Once the link to the Manchester, Bolton and Bury Canal opened in 1801, Fletcher could send coal Manchester some 6 mi away. Following the model of the underground canals that Brindley had developed to extend the Bridgewater Canal into the Worsley coal mines, Fletcher had short underground connecting arms cut at the Wet Earth, Botany Bay and Spindle Point Collieries each terminating at a basin next to the shaft, enabling coal to be loaded directly onto barges at the pit head.

==Later life==
With the improved access to market that the canal connection brought, Fletcher reinvested in Wet Earth Colliery, buying a steam engine in 1804 and sinking a second shaft in 1805.

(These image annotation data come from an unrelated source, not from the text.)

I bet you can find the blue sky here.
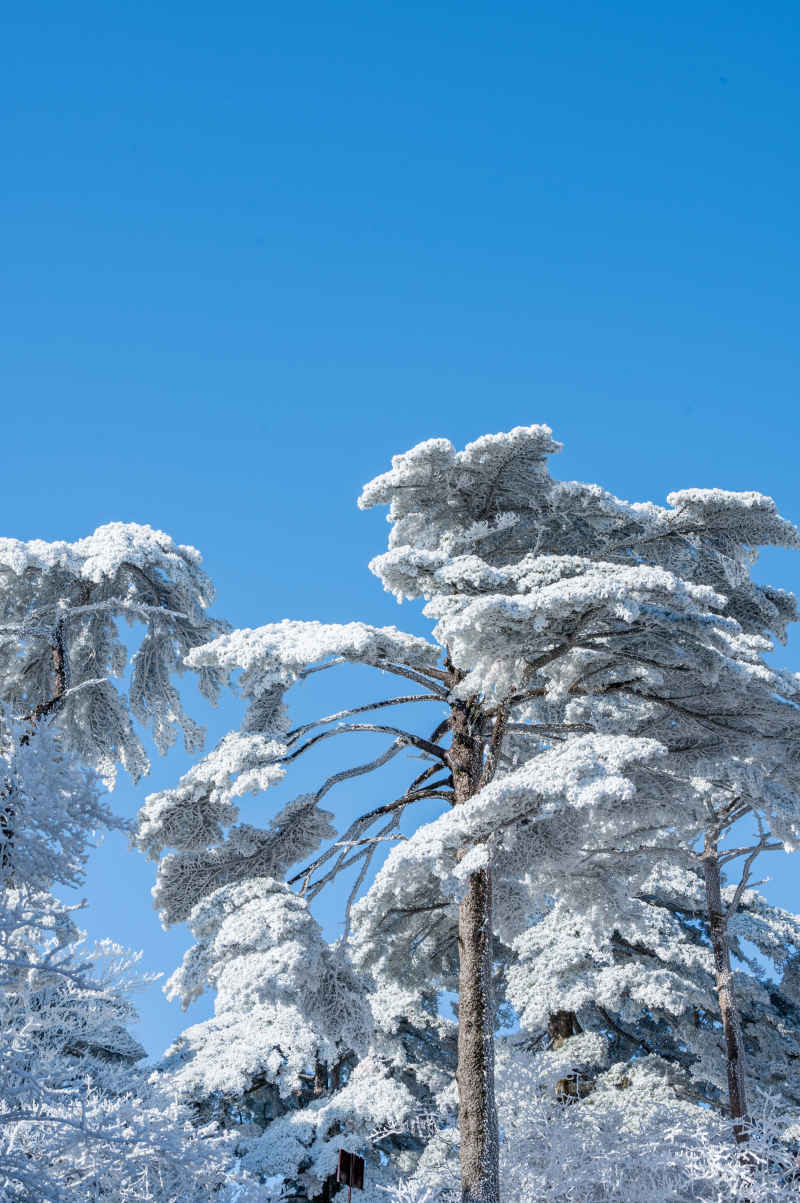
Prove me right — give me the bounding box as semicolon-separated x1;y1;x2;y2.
0;0;800;1053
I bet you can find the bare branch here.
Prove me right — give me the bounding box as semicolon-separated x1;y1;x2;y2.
314;740;409;802
286;693;442;743
286;784;452;893
362;660;449;698
275;723;446;764
724;832;780;919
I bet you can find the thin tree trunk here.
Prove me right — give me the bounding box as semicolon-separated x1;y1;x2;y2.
547;1011;583;1049
703;836;748;1144
0;618;69;873
448;688;500;1203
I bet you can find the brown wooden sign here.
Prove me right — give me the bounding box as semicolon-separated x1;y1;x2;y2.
336;1149;363;1198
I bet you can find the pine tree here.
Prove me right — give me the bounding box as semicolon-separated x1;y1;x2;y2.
140;427;798;1203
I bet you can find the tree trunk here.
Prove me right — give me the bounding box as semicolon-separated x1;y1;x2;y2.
703;837;747;1144
448;682;499;1203
547;1011;583;1049
0;618;69;884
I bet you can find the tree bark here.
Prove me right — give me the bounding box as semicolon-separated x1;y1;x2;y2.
448;688;500;1203
0;618;69;876
547;1011;583;1049
703;837;748;1144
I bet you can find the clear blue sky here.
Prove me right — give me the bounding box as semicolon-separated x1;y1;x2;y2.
0;0;800;1053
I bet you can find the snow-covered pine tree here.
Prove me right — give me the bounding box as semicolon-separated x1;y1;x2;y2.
0;717;258;1203
0;523;262;1203
0;522;227;784
140;427;796;1203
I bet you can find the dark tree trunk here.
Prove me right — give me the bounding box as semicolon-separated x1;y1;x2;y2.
0;620;69;876
457;869;499;1203
703;840;747;1144
547;1011;583;1049
448;681;499;1203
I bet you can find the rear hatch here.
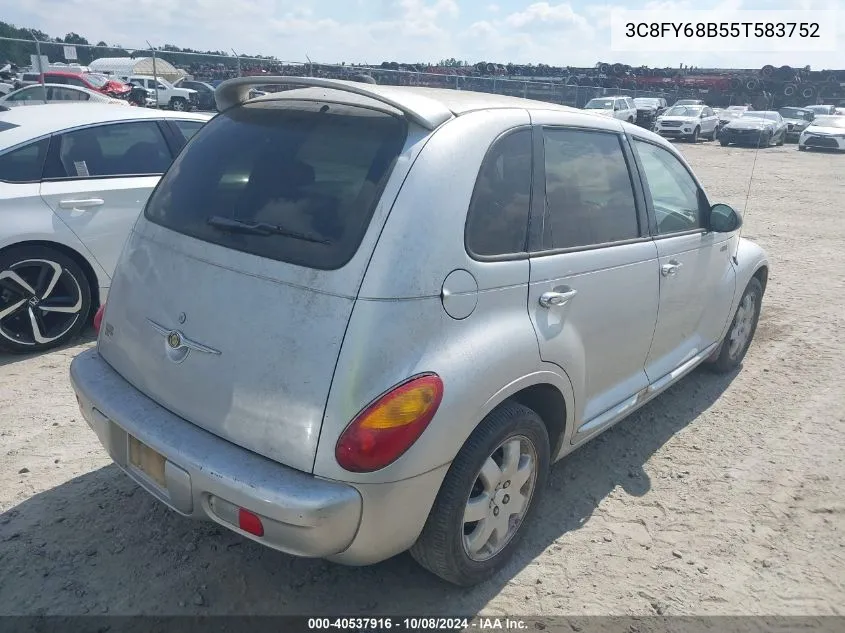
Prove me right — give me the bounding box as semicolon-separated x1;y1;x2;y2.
99;100;407;471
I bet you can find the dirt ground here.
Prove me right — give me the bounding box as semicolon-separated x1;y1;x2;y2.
0;143;845;615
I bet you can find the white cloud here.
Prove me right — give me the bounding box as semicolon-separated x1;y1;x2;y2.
3;0;845;68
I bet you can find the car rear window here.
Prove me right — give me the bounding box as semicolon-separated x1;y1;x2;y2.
145;100;407;270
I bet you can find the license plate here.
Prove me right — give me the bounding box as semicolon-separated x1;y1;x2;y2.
129;435;167;490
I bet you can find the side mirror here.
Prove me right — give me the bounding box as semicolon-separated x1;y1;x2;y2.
708;204;742;233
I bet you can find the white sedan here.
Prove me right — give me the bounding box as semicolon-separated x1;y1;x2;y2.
0;84;129;107
0;103;211;352
798;115;845;152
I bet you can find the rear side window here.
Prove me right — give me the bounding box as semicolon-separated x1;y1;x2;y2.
51;121;172;178
0;138;50;183
466;130;531;257
145;101;408;270
543;129;639;249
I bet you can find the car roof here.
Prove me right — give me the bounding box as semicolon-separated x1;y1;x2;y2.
9;81;99;97
226;77;674;144
250;81;580;116
0;105;212;149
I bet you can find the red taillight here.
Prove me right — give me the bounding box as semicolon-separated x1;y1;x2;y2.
238;508;264;536
335;374;443;473
94;303;106;334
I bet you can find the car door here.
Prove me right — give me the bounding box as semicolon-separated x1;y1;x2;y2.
41;120;173;275
632;136;736;383
528;123;659;439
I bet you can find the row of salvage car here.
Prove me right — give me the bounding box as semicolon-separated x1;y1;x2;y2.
653;103;845;151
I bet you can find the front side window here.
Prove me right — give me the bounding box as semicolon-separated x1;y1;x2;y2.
0;138;50;183
59;121;172;178
634;140;704;235
543;129;640;249
145;100;408;270
466;130;531;256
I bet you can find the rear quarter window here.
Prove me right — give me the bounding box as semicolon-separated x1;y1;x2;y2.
145;100;407;270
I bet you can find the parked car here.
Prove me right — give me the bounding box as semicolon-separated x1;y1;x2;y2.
804;105;836;116
654;105;719;143
70;77;768;585
713;108;742;128
719;110;787;147
0;103;210;352
0;84;129;107
16;72;41;88
778;108;816;141
129;75;199;112
798;115;845;151
584;97;637;123
634;97;666;130
44;70;131;99
174;79;217;110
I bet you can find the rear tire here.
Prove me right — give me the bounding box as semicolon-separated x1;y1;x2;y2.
709;277;763;374
0;246;92;354
410;402;550;587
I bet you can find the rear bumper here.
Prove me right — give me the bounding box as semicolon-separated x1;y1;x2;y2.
70;349;362;559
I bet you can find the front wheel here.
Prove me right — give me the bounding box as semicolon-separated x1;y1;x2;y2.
710;277;763;374
0;246;91;353
411;402;550;587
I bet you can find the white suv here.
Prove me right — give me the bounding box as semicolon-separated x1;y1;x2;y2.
584;97;637;123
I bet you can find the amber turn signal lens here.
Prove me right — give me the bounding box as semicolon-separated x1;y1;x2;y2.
335;374;443;473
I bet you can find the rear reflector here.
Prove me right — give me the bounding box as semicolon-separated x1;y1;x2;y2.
94;303;106;334
238;508;264;536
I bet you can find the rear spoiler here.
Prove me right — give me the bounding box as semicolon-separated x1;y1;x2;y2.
214;77;454;130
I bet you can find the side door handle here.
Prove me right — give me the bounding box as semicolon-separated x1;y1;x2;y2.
59;198;105;209
660;259;683;277
540;290;578;308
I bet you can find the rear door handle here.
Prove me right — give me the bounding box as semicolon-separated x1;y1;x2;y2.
660;259;683;277
540;290;578;308
59;198;106;209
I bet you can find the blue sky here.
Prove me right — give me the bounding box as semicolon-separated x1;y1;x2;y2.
2;0;845;68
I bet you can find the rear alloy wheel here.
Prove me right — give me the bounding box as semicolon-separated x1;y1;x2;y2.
411;402;550;587
0;246;91;353
710;277;763;373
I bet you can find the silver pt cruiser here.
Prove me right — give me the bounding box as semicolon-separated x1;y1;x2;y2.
70;77;769;585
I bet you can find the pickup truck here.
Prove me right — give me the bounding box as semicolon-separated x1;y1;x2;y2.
127;75;199;112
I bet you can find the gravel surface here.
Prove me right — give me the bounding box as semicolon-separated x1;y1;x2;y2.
0;143;845;615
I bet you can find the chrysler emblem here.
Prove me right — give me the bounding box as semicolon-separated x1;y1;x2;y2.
147;319;220;363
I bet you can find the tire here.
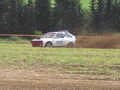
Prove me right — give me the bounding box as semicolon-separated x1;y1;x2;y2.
45;42;52;48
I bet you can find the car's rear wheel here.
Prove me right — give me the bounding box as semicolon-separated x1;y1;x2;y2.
45;42;52;47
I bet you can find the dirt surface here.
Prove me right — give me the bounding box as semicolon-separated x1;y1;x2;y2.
0;69;120;90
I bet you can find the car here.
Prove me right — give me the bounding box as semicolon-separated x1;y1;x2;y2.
31;30;76;47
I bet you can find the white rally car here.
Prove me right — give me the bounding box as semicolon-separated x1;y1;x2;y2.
31;30;76;47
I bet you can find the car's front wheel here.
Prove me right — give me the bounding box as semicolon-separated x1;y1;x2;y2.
45;42;52;47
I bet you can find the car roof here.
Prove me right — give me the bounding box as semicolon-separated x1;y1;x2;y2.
48;30;68;33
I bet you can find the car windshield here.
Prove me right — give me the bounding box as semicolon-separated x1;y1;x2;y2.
42;32;55;38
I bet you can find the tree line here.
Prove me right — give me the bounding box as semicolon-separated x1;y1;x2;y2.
0;0;120;34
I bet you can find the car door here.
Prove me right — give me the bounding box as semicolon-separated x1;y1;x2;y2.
53;33;64;46
63;33;72;45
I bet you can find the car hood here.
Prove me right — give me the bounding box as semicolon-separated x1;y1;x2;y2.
32;38;53;41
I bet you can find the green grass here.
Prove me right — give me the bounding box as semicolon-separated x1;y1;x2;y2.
0;40;120;78
24;0;91;10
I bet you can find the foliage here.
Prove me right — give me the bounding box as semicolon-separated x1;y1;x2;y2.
0;0;120;34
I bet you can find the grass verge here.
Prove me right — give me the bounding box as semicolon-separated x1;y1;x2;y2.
0;41;120;80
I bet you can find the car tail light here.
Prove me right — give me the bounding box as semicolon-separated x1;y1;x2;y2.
31;41;43;47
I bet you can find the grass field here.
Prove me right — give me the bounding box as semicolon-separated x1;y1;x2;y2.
0;41;120;80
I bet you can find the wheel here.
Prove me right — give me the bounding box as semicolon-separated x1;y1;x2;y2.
68;42;73;47
45;42;52;47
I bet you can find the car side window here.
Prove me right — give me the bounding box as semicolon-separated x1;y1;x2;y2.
63;33;72;38
56;33;64;38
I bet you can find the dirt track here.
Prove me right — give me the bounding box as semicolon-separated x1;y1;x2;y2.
0;69;120;90
75;36;120;48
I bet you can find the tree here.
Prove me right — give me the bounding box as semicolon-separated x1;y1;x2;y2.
35;0;50;33
111;0;120;32
19;0;36;34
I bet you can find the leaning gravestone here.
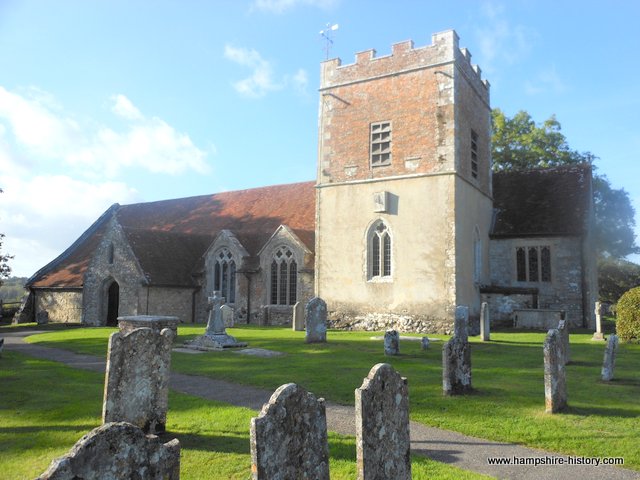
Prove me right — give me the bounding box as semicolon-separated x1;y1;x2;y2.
442;306;472;395
543;329;567;413
602;335;618;382
304;297;327;343
355;363;411;480
384;330;400;355
291;302;304;332
102;328;174;433
250;383;329;480
37;422;180;480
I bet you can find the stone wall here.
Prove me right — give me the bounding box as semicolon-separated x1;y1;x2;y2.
31;288;82;323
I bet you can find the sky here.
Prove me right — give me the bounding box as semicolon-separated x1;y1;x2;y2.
0;0;640;277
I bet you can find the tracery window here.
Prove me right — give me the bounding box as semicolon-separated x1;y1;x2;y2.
367;221;391;280
516;245;551;282
270;246;298;305
213;248;236;303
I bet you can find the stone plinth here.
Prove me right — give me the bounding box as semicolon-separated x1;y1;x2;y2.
355;363;411;480
602;335;618;382
37;422;180;480
250;383;329;480
102;328;175;433
304;297;327;343
384;330;400;355
543;329;567;413
118;315;180;335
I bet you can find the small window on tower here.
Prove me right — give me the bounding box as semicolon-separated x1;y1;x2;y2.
371;122;391;167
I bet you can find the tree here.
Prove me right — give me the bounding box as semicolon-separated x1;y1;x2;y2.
491;108;640;258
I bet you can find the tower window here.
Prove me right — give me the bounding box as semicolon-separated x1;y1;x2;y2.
371;122;391;167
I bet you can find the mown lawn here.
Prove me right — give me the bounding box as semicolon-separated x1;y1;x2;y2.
0;351;486;480
12;325;640;470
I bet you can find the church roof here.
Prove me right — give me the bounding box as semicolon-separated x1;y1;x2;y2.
27;182;315;288
491;165;592;238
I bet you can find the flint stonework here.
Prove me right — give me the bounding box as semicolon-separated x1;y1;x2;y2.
102;328;175;433
250;383;329;480
384;330;400;355
543;329;567;413
355;363;411;480
602;335;618;382
37;422;180;480
480;302;491;342
304;297;327;343
291;302;304;332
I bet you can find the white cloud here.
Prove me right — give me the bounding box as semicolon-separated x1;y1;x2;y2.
251;0;339;14
224;45;282;98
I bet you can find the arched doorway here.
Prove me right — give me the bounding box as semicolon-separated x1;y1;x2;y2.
107;281;120;327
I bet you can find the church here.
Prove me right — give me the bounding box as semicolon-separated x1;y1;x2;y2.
23;30;597;333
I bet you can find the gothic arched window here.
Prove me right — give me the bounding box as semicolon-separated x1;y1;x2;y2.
213;248;236;303
367;221;391;279
270;246;298;305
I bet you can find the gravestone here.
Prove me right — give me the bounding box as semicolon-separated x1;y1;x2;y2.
591;302;604;342
220;305;235;328
355;363;411;480
250;383;329;480
480;302;491;342
102;328;175;433
543;329;567;413
184;290;247;351
602;335;618;382
304;297;327;343
442;306;472;395
384;330;400;355
36;422;180;480
558;320;571;365
291;302;304;332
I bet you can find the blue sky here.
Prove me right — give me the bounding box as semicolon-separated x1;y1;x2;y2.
0;0;640;276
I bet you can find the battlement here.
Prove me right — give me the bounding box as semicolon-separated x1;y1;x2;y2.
320;30;489;93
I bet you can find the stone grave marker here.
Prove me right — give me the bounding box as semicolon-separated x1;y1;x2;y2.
355;363;411;480
384;330;400;355
102;328;174;433
543;329;567;413
250;383;329;480
480;302;491;342
36;422;180;480
304;297;327;343
602;335;619;382
291;302;304;332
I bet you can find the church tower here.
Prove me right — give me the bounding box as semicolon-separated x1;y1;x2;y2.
315;30;492;332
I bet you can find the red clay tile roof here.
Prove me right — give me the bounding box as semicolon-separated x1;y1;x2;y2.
27;182;316;288
491;165;592;238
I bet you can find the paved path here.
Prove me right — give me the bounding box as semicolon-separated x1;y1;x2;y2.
3;331;640;480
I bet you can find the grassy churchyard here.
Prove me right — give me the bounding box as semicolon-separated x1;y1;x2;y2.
0;325;640;479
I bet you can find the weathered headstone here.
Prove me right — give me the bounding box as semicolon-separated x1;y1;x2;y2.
102;328;175;433
543;329;567;413
304;297;327;343
356;363;411;480
602;335;618;382
250;383;329;480
480;302;491;342
591;302;604;342
558;320;571;365
184;290;247;351
291;302;304;332
442;306;472;395
384;330;400;355
37;422;180;480
220;305;235;328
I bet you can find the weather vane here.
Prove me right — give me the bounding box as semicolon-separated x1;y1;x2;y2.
320;23;338;60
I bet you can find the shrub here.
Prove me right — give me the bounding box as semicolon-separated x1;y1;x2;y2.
616;287;640;342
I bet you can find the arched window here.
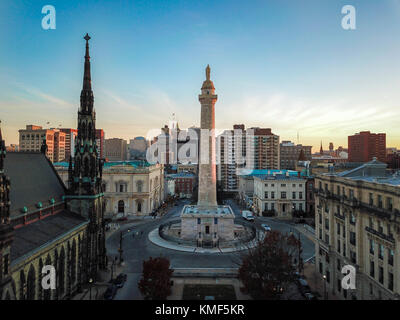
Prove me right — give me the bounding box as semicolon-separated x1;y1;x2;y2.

Fletcher became the chairman of the Mersey and Irwell Navigation and a committeeman of the Manchester, Bolton and Bury Canal Company.
Fletcher died on 24 August 1808 and his nephew, Ellis Fletcher inherited the Clifton Estate. On Ellis's death the estate passed to his son Jacob Fletcher Fletcher who died in 1857 and the collieries were then managed by trustees until his daughter Charlotte Anne Fletcher (who was 12 years old when her father died) was old enough to inherit the business.